I believe that it is the very extremism of Trump’s words and actions that is becoming his own undoing, with ICE being the flash point against which people are pushing back.
What happened here in Minneapolis has exposed just how blind Trump is to his self-defeating behavior. He apparently believes the rest of us are as stupid as he is.
He is wrong. We know a cover-up when we see one. We know ICE actions are un-American. We know the difference between a criminal and a non-citizen neighbor who has been legally working in America for years. We know that masked secret police roaming our streets dressed in full battle field gear is not the kind of immigration enforcement we want.
And we know what it means when twelve (12) career Justice Department attorneys (6 here, 6 in D.C.) resigned in protest over how DOJ officials are responding to Renee Good’s death.
Trump is trying to send a message to the America people that we must submit to his madness if we want to live in this country, but he is making a huge miscalculation. Minnesota state and local officials, along with everyday citizens, are sending him and his Gestapo ICE agents our own message, that the majority of the American people have a moral character that makes us stronger than the cowards they are.
We don’t like what they are doing, we don’t want the America they want, and we are in the streets showing them that we have power to stop them. Trump is not simply underwater on all the critical issues that matter to voters. He’s drowning, and the numbers tell us that he and his supporters are going to come to a very bad end sooner rather than later.
By “end” I mean a firm and unequivocal rejection of the kind of America they want because the majority of us want something different. And there are a lot more of us than there are of them. Here are the facts to prove it.
In 2024 Trump received a little over 77 million votes. Kamala Harris got around 74 million. An incredible 66 million plus didn’t vote. This means that at the time Trump was elected 140 million voters didn’t want him as president, compared to the 77 million who did. That means some 63 million more Americans don’t support Trump than those who do. And I bet some of those who voted for him in 2024 wouldn’t do it again.
We who oppose Trump are not just a majority, we are by a wide margin. And we want the America we’ve always had, a country that talks better than it lives, but has never given up on the ideals of being a nation ruled by law, not by kings, a nation that welcomes diversity and inclusion, a nation that will always talk better than we live because we cling to the highest ideals human beings can imagine.
Trump’s vision of America is smaller than that, too small, in fact, because it’s all about him, not us. It has room only for people who have no self-respect and, thus, bow when he enters the room, who say nothing in the face of his extremes, who do what is wrong because he says it is right.
That this is a dark moment in American history is an understatement, one that is difficult even to comprehend. That 77 million Americans chose to bring this on themselves and the rest of us is a stunning commentary on the kind of country we actually are.
But the other side of the story, the bigger side, is that there is a majority of Americans who don’t want what they want and are determined to make sure we don’t.
I know first hand that hope is not easy to hold on to right now, must less to hold up for others to see.
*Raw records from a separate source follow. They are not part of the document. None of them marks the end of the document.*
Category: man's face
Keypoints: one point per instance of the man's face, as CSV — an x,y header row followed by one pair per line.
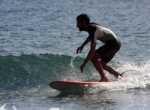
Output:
x,y
80,25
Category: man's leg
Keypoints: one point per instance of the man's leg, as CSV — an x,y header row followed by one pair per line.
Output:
x,y
109,69
99,67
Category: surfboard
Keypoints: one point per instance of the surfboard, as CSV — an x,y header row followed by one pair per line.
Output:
x,y
76,86
66,85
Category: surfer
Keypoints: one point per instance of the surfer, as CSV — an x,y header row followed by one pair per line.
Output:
x,y
105,53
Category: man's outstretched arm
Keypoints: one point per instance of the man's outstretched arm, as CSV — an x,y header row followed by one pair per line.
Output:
x,y
79,49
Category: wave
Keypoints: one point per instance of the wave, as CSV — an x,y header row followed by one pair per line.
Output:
x,y
31,70
26,71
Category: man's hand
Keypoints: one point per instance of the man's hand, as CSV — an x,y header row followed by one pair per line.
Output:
x,y
79,49
82,67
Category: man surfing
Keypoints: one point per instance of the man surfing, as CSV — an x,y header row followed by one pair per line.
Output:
x,y
105,53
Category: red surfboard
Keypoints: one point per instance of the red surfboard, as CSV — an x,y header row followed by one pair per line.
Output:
x,y
65,85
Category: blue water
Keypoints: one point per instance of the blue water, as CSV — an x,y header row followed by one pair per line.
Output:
x,y
38,42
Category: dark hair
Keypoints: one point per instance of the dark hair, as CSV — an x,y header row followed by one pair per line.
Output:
x,y
83,17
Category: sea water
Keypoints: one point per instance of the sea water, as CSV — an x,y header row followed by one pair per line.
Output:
x,y
38,42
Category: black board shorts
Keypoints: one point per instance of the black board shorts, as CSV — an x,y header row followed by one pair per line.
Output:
x,y
108,50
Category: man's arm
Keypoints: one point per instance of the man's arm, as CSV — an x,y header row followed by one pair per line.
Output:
x,y
84,43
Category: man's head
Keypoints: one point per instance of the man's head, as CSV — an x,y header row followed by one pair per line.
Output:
x,y
82,21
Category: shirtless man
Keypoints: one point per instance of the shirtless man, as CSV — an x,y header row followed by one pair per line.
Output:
x,y
105,53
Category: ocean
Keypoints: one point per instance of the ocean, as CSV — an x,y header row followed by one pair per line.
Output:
x,y
38,42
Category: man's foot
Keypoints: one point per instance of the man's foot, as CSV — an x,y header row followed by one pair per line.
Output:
x,y
117,75
104,80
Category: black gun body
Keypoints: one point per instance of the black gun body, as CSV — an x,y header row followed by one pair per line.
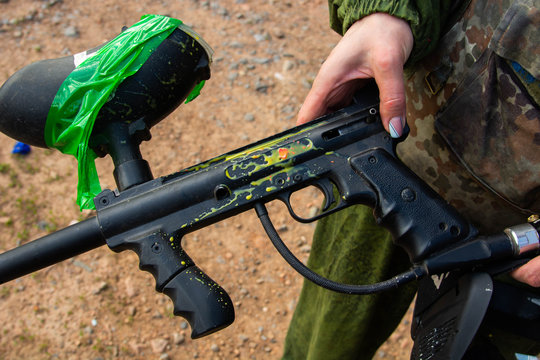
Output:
x,y
232,183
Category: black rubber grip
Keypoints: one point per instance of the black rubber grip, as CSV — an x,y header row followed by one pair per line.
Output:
x,y
196,297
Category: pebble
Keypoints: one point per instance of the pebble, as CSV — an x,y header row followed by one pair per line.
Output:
x,y
158,345
100,288
178,339
71,31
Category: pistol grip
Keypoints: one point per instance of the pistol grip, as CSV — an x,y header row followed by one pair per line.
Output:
x,y
196,297
418,218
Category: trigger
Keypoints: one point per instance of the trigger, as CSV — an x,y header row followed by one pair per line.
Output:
x,y
326,186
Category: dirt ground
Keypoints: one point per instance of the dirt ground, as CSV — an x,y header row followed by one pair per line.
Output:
x,y
99,305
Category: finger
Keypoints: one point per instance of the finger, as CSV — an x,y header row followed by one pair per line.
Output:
x,y
529,273
313,107
388,73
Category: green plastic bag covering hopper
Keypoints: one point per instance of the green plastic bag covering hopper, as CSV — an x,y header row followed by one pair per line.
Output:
x,y
105,100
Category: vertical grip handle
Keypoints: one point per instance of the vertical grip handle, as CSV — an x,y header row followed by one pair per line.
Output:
x,y
418,218
196,297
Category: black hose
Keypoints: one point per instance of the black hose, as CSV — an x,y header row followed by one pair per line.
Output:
x,y
403,278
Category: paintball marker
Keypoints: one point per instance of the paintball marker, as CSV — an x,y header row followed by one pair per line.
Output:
x,y
347,155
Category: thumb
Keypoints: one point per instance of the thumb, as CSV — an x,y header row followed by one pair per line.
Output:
x,y
392,95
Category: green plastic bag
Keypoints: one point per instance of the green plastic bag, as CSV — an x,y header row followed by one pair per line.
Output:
x,y
83,93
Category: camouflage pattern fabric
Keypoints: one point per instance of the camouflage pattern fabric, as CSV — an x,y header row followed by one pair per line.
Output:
x,y
482,108
491,124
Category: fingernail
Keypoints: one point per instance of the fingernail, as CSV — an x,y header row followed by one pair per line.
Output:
x,y
396,127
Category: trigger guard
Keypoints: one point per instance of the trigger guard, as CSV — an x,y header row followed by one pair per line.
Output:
x,y
326,186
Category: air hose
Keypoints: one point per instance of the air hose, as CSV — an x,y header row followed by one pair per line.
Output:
x,y
403,278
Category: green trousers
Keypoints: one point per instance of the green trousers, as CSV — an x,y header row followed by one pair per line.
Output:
x,y
348,247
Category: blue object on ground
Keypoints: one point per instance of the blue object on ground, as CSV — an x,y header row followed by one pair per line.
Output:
x,y
21,148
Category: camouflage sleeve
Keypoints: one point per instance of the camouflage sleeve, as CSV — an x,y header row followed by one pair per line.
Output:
x,y
426,17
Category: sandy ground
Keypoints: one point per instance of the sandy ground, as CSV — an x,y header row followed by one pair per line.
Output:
x,y
99,305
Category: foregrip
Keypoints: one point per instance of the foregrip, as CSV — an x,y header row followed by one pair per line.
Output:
x,y
196,297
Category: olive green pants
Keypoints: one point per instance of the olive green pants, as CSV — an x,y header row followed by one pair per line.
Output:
x,y
348,247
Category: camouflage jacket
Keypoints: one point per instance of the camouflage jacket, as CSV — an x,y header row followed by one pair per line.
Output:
x,y
472,102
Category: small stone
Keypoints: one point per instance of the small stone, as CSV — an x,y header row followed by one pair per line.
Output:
x,y
101,288
158,345
178,339
71,31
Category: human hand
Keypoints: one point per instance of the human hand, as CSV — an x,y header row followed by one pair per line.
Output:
x,y
529,273
377,46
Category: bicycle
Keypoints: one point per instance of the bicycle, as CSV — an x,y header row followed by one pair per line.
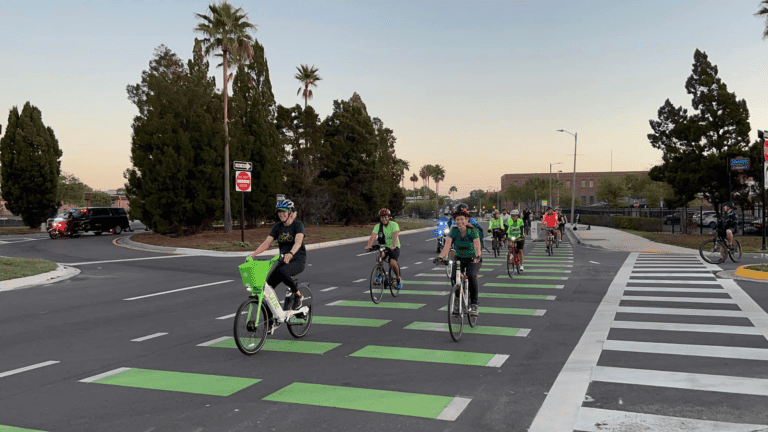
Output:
x,y
456,319
381,277
515,256
256,318
716,250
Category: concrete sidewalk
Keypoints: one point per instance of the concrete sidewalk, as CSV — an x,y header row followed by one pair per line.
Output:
x,y
617,240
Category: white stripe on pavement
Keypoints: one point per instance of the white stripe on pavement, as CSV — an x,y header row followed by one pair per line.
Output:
x,y
27,368
178,290
152,336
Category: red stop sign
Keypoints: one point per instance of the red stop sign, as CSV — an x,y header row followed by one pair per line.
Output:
x,y
243,181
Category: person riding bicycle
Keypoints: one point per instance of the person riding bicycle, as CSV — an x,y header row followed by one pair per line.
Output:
x,y
388,233
549,221
497,226
515,228
289,234
466,240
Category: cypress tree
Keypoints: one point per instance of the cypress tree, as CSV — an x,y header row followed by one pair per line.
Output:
x,y
30,159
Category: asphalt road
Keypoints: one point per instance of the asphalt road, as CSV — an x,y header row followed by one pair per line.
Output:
x,y
77,356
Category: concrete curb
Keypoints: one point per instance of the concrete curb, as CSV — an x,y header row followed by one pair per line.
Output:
x,y
61,273
130,244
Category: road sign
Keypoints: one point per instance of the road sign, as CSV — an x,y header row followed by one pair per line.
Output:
x,y
243,181
242,166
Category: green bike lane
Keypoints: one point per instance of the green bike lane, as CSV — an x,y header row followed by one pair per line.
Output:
x,y
392,363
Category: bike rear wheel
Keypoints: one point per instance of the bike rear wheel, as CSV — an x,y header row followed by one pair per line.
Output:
x,y
455,321
250,335
712,251
298,325
377,284
736,252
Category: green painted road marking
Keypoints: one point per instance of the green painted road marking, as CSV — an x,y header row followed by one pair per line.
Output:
x,y
481,330
294,346
355,322
213,385
524,285
517,296
380,305
371,400
506,311
533,277
431,356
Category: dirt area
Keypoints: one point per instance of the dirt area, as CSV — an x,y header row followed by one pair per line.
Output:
x,y
221,241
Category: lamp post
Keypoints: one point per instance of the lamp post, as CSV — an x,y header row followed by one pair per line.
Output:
x,y
550,181
573,191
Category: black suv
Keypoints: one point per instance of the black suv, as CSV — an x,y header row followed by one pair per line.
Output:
x,y
101,219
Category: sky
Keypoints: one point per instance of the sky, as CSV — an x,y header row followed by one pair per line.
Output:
x,y
480,87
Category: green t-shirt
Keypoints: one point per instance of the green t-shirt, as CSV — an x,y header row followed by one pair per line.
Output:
x,y
389,231
465,245
515,229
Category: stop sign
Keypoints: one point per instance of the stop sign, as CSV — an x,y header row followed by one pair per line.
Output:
x,y
243,181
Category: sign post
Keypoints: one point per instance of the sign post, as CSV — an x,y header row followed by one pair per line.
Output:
x,y
242,184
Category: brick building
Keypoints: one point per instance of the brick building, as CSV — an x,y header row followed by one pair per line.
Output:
x,y
586,184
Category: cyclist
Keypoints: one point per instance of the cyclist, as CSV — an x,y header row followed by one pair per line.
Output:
x,y
497,227
466,240
388,233
515,229
549,221
289,234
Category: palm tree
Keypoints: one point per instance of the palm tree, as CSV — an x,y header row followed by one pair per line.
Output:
x,y
764,13
438,174
308,77
226,28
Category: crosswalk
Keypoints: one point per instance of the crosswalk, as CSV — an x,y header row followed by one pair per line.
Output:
x,y
671,348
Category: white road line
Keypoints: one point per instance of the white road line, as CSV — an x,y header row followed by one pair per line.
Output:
x,y
681,299
701,328
683,312
688,350
128,259
597,419
27,368
105,374
217,340
152,336
681,380
177,290
454,409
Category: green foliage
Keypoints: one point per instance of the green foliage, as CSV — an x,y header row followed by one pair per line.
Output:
x,y
177,144
696,147
29,166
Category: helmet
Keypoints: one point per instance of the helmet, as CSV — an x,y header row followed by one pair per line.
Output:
x,y
285,205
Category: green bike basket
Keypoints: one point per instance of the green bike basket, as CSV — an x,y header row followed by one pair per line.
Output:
x,y
254,274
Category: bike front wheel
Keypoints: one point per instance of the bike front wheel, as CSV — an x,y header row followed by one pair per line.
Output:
x,y
712,251
455,320
377,284
251,326
298,324
736,252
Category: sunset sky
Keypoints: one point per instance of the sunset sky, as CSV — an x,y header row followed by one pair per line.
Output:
x,y
478,87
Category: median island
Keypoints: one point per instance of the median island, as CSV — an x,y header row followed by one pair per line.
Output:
x,y
218,240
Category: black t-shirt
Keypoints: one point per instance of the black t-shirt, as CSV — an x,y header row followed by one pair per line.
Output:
x,y
286,237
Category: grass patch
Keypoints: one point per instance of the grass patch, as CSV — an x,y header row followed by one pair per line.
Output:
x,y
749,244
12,268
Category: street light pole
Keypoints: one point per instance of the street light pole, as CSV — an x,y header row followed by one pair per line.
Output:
x,y
573,191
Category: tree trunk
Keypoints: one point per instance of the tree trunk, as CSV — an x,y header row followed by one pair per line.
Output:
x,y
227,211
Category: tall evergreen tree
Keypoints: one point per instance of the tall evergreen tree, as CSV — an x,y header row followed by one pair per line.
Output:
x,y
177,145
30,166
697,146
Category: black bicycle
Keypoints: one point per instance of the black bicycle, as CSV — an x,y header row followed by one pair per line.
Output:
x,y
381,276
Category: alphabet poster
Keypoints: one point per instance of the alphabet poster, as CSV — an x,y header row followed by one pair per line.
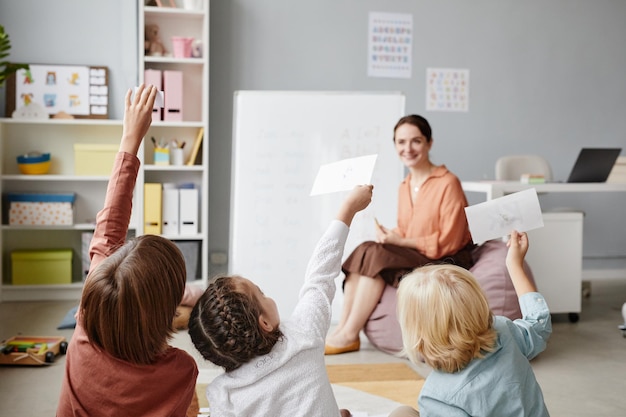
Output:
x,y
389,45
447,89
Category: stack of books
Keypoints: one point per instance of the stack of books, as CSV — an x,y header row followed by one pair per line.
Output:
x,y
532,179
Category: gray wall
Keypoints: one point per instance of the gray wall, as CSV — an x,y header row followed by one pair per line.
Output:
x,y
545,76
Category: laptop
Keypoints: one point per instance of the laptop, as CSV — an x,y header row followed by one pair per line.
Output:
x,y
594,164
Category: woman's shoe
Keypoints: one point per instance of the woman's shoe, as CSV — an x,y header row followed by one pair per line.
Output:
x,y
332,350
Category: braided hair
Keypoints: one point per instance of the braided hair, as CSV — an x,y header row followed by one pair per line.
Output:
x,y
224,325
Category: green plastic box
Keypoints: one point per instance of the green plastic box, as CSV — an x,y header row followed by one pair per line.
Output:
x,y
41,267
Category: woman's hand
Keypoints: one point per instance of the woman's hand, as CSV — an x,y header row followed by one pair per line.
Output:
x,y
384,235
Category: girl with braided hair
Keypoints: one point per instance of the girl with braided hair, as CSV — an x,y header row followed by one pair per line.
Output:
x,y
272,367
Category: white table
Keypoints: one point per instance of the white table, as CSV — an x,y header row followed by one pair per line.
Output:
x,y
555,252
495,189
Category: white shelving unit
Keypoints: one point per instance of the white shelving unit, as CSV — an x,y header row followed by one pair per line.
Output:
x,y
59,136
194,23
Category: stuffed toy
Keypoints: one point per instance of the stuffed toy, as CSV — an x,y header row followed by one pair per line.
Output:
x,y
153,45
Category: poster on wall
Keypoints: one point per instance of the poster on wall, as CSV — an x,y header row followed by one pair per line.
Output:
x,y
77,90
389,45
447,89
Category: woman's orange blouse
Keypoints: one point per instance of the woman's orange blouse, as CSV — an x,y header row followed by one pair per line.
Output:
x,y
437,219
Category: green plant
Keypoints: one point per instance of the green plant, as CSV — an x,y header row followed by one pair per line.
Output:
x,y
7,68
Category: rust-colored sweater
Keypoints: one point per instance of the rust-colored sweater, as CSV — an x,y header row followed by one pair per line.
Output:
x,y
97,384
437,220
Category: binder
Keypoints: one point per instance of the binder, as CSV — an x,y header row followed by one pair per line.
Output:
x,y
152,193
152,76
173,91
188,211
171,211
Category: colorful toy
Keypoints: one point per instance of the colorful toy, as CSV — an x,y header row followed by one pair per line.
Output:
x,y
32,350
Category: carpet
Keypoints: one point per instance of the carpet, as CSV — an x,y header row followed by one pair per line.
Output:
x,y
395,381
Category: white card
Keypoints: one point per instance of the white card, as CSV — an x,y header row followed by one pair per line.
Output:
x,y
158,101
344,175
498,217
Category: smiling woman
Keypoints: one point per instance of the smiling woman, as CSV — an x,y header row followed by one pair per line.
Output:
x,y
432,228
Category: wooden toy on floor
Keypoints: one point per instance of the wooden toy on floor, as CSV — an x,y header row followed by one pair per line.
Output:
x,y
31,350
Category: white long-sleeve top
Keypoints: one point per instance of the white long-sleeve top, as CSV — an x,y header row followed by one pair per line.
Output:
x,y
291,380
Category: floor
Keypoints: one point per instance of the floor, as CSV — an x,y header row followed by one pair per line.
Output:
x,y
581,372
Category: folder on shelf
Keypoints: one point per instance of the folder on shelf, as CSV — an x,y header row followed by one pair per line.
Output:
x,y
193,155
152,195
154,77
188,211
173,91
170,211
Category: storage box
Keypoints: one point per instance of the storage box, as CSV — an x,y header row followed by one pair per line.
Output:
x,y
33,267
94,159
32,209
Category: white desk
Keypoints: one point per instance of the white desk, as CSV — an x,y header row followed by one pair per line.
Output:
x,y
555,252
495,189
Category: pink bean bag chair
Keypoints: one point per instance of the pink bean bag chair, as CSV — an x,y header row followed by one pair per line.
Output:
x,y
383,329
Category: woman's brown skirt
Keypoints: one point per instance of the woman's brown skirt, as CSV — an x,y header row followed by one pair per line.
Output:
x,y
392,262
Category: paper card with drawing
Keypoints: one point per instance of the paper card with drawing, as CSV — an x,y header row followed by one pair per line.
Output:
x,y
496,218
344,175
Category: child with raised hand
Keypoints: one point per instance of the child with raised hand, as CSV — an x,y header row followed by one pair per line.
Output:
x,y
274,368
480,361
119,361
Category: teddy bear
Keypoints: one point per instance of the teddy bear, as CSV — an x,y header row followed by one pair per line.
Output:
x,y
153,45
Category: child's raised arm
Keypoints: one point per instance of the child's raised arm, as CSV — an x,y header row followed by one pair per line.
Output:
x,y
137,117
518,246
358,199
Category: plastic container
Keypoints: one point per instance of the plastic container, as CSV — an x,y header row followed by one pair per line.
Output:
x,y
182,46
41,267
34,164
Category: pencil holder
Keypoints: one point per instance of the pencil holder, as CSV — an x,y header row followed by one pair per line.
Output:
x,y
161,156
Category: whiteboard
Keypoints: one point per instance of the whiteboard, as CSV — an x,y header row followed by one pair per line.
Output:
x,y
280,140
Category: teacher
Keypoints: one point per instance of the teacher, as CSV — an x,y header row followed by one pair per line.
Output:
x,y
432,228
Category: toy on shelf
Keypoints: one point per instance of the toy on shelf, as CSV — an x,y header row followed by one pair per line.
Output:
x,y
32,350
153,45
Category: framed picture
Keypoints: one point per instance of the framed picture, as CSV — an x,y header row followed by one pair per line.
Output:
x,y
78,90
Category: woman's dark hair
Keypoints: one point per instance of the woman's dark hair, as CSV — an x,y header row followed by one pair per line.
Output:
x,y
417,121
224,325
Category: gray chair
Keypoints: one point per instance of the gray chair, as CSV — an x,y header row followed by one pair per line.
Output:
x,y
512,167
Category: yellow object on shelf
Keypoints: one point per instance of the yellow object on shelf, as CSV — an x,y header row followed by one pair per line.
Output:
x,y
94,159
37,168
41,267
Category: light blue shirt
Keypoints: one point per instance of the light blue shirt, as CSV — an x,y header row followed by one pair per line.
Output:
x,y
502,384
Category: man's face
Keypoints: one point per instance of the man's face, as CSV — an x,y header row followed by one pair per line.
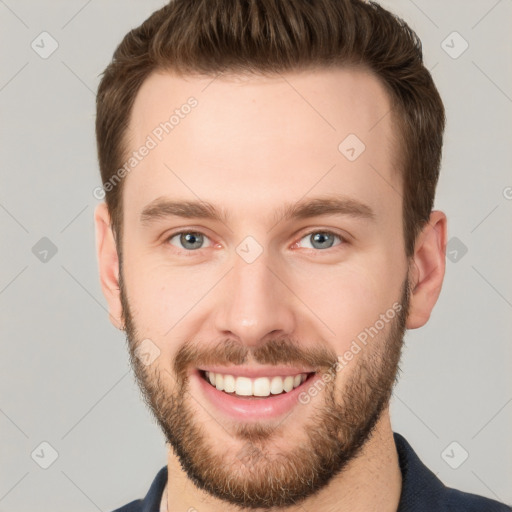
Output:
x,y
261,289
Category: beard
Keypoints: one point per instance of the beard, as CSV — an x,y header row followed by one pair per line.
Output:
x,y
260,474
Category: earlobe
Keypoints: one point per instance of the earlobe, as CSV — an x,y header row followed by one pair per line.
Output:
x,y
108,264
427,272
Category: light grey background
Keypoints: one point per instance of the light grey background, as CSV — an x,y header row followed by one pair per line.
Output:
x,y
64,370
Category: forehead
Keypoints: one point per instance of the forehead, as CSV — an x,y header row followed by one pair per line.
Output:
x,y
240,138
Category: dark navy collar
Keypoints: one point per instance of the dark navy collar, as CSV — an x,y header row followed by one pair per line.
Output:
x,y
421,491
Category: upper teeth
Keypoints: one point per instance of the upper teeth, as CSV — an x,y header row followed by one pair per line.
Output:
x,y
262,386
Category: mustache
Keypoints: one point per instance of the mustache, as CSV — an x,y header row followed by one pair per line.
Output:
x,y
281,351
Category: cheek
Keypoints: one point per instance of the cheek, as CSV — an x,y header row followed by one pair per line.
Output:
x,y
350,298
161,297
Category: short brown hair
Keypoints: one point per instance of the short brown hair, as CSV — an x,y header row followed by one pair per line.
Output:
x,y
270,37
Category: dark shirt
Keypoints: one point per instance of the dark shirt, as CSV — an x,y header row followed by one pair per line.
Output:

But doing so has a way of feeding on itself. The more we hope, the more hope we have, the more we see reasons to believe the best of America is stronger than the worst we are seeing in Trump and his presidency.
ICE has become America’s enemy, but enemies have a way of bringing out the best in us. That is what I see happening. Maybe I’m wrong. If I am, then a Trumpism kakistocracy will prevail and America will be lost.
But if I am right, then what I and all the others like me are doing will ensure that Trump will die a despised and reviled president and Trumpism will die with him.